Many of the stakeholders commented that funding challenges, as well as the lack of feasibility studies and documentation of the need for HST along the corridor, limited deployment of fiber optic or other infrastructure. The next steps for the I-90 corridor include:

  • The States should consider whether to harmonize their utility accommodation policies and permitting processes to facilitate installation of high-speed telecommunications facilities across State boundaries.
  • Considering the potential impact of major winter weather events, the States should explore how to improve winter maintenance response, including improved center-to-center communications. Such communications could be enhanced through the use of high-speed telecommunications links, which might also enable ITS applications such as improved fleet management, improved traveler information, and other services.

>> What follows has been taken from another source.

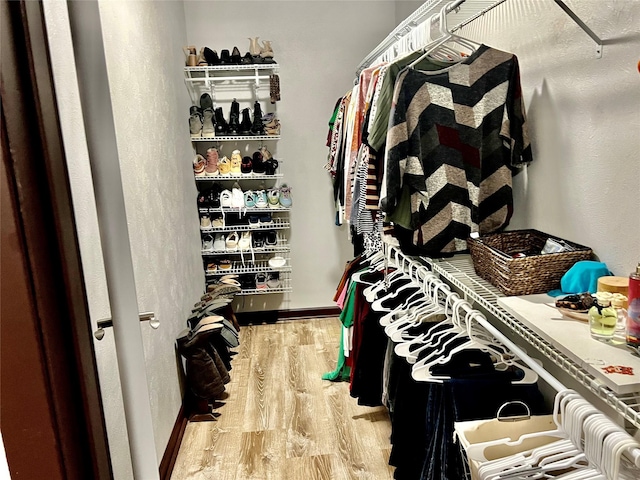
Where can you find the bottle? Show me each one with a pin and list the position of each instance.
(633, 312)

Interstate Highway 20 through northern Louisiana, Mississippi, and Alabama

The I-20 corridor is unique in that one of the study States, Louisiana, has operated for some time with private sector partners in resource sharing and right-of-way barter agreements. As such, the entire State is well-equipped with fiber routes and wireless tower access and ownership. The State's open model of granting access to the right-of-way for fiber conduit and routing projects has led to extensive availability of HST. In contrast, Louisiana's neighboring States of Mississippi and Alabama are quite constrained in undertaking similar ventures. Mississippi and Alabama strictly limit public-private partnerships (PPP); unless transportation agencies are specifically authorized to undertake a program of resource sharing or bartering the Interstate highway right-of-way, the law is interpreted in such a way that the DOT can not carry out such a program.

Mississippi and Alabama are both moving forward with their own deployments of fiber in and around a number of high priority areas such as the urban centers along the corridor. This allows full control of the telecommunications infrastructure, but is also very costly.

The experiences and lessons learned of Hurricane Katrina have shown the State DOTs in this region how corridor deployments of HST networks could greatly aid and assist in corridor interoperability, thereby facilitating evacuation and response to natural disasters. Other steps that States in the I-20 corridor should consider include:

  • State DOTs in the I-20 Corridor should consider the advantages of harmonizing utility accommodation policies and permitting processes for the Corridor.
  • Current legal and policy restrictions limit opportunities for public-private partnerships in the I-20 Corridor. State DOTs should take steps to lessen legal restrictions by documenting the benefits of working with the private sector to facilitate deployment of high-speed telecommunications in the corridor.

Interstate Highway 91 through Massachusetts, Vermont, and New Hampshire

The I-91 Corridor is the most mature corridor when it comes to advancing HST programs. There were stakeholders on this corridor that had already researched the needs of advanced communications to the residents of the States involved in the study. The State DOTs have also progressed with HST infrastructure projects involving the Interstate highway ROW. New Hampshire had deployed fiber optic infrastructure (at their own expense) along large sections of I-93, a nearby interstate leading to Boston. Massachusetts had worked to secure additional funding to move forward with the first phase of a design-build program to prompt interest in the corridor from the private sector, with Vermont following that same path to secure deployment of HST in the I-91 ROW.

The corridor presents unique challenges, with many difficult geological formations that could obstruct fiber optic installations and a history of environmental protectionism that would make tower siting and ROW disruptions subject to lengthy permitting processes. Other actions Corridor States might consider include:

  • I-91 Corridor States should consider sharing lessons learned and experiences as their programs move forward.
  • Given the advanced status of planning and implementation in this corridor, this study has focused on advancing some standard design templates that could be applied to promote efficiency in moving the projects forward. These design templates are listed in Appendix C.